Bryan Sheehan

Personal information
- Native name: Brian Ó Síocháin (Irish)
- Born: 25 August 1985 (age 41) Tralee, Ireland
- Occupation: Quantity surveyor
- Height: 1.9 m (6 ft 3 in)

Sport
- Sport: Gaelic football
- Position: Midfield

Club
- Years: Club
- 2002–: St Mary's

Club titles
- Kerry titles: 5

Inter-county*
- Years: County / Apps (scores)
- 2005–2017: Kerry / 66 (6–161)

Inter-county titles
- Munster titles: 9
- All-Irelands: 5
- NFL: 3
- All Stars: 1
- *Inter County team apps and scores correct as of 19 November 2017.

= Bryan Sheehan =

Kerry Gaelic footballer

Bryan Sheehan (born 25 August 1985) is an Irish Gaelic footballer with the St Mary's club in Cahirciveen, South Kerry divisional side and, formerly, the Kerry county team. He won five All-Ireland SFC medals (2004, 2006, 2007, 2009, 2014).

==Career==

Club

At club level, Sheehan lined out successfully with both St Mary's Cahersiveen and South Kerry.

His first major success with St. Mary's was winning a Kerry County Football League - Division 1 title in 2003. He would have to wait until 2010 before he got his next success at county level as the club won the Kerry Junior Football Championship. He later added a Munster Junior Club Football Championship after a win over Limerick side Bruree in the final. He later lined out in Croke Park in the All-Ireland Junior Club Football Championship final. He picked up a winners medal after a win over Cavan side Swanlinbar on a 3-13 to 1-05 scoreline.

His next major success was in 2015 when he won a Kerry Intermediate Football Championship title after a win over Spa in the final. He later added a Munster Intermediate Club Football Championship after a win over Carrigaline He later lead his side to the 2015–16 All-Ireland Intermediate Club Football Championship in Croke Park after a win over Hollymount Carramore.

He has also had much success in the South Kerry Senior Football Championship. Where to date he has won 16 titles.

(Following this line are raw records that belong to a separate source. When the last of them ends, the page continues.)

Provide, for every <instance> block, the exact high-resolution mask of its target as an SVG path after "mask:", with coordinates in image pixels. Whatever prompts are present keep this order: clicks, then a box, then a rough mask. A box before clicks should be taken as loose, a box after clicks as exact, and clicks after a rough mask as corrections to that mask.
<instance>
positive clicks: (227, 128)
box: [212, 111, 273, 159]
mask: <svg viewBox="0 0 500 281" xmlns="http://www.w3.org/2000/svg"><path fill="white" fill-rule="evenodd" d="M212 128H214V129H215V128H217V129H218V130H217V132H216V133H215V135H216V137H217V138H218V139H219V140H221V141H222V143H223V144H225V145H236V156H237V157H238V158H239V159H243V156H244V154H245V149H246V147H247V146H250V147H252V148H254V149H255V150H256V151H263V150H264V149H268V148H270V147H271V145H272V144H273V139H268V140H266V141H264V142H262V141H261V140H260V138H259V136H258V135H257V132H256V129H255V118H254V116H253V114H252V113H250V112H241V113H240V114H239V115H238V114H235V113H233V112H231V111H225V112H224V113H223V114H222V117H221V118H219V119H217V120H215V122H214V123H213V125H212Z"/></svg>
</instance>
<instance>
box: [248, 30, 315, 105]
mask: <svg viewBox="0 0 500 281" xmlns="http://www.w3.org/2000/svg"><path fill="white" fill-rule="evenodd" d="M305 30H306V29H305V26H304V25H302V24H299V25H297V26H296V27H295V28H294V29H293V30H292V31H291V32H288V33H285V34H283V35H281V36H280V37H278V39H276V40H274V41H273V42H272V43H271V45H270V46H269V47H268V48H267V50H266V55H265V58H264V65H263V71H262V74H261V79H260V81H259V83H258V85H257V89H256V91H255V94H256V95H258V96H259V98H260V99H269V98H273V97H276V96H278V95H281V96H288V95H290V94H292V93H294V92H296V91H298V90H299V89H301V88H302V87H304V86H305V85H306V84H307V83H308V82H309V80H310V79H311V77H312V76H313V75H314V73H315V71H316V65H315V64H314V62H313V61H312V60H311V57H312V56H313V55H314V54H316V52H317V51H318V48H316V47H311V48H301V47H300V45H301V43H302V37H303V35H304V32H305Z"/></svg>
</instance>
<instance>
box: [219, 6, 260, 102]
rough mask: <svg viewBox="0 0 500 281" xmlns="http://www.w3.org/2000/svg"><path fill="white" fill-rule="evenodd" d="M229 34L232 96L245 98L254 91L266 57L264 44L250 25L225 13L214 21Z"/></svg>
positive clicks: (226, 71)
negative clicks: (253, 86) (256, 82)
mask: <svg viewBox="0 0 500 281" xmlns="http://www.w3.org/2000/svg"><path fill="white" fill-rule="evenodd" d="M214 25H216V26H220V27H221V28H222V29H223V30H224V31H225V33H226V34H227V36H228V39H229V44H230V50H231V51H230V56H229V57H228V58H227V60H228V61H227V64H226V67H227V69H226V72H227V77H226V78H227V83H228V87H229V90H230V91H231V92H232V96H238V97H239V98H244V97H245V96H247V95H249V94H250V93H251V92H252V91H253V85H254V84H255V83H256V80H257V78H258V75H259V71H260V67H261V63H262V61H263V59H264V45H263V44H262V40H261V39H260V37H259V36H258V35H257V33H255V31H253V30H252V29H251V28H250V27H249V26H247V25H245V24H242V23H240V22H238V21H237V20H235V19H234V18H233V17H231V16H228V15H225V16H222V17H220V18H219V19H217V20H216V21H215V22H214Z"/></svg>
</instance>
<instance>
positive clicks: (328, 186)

He also had much success with the South Kerry divisional team. He won five Kerry Senior Football Championship titles from 2004-06, 2009 and as captain in 2015.

==Intercounty==

Minor

He was part of the Kerry squad for the 2001 to 2003 All-Ireland Minor Football Championships, winning the Munster Minor Football Championship on all 3 occasions. He played in goal for 2 of those wins in 2001 and 2002, captaining the 2002 team.

Under 21

He played with the Kerry Under 21 team in the 2003 Munster Under-21 Football Championshipfinal as a goalkeeper in a surprise loss to Waterford. He played from 2004 to 2006 but had little success.

Senior

He joined the Kerry senior team during the 2004 All-Ireland Senior Football Championship where he was part of the winning panel.

He made his debut during the 2005 National League.

In November 2017, Sheehan announced his retirement from inter-county football.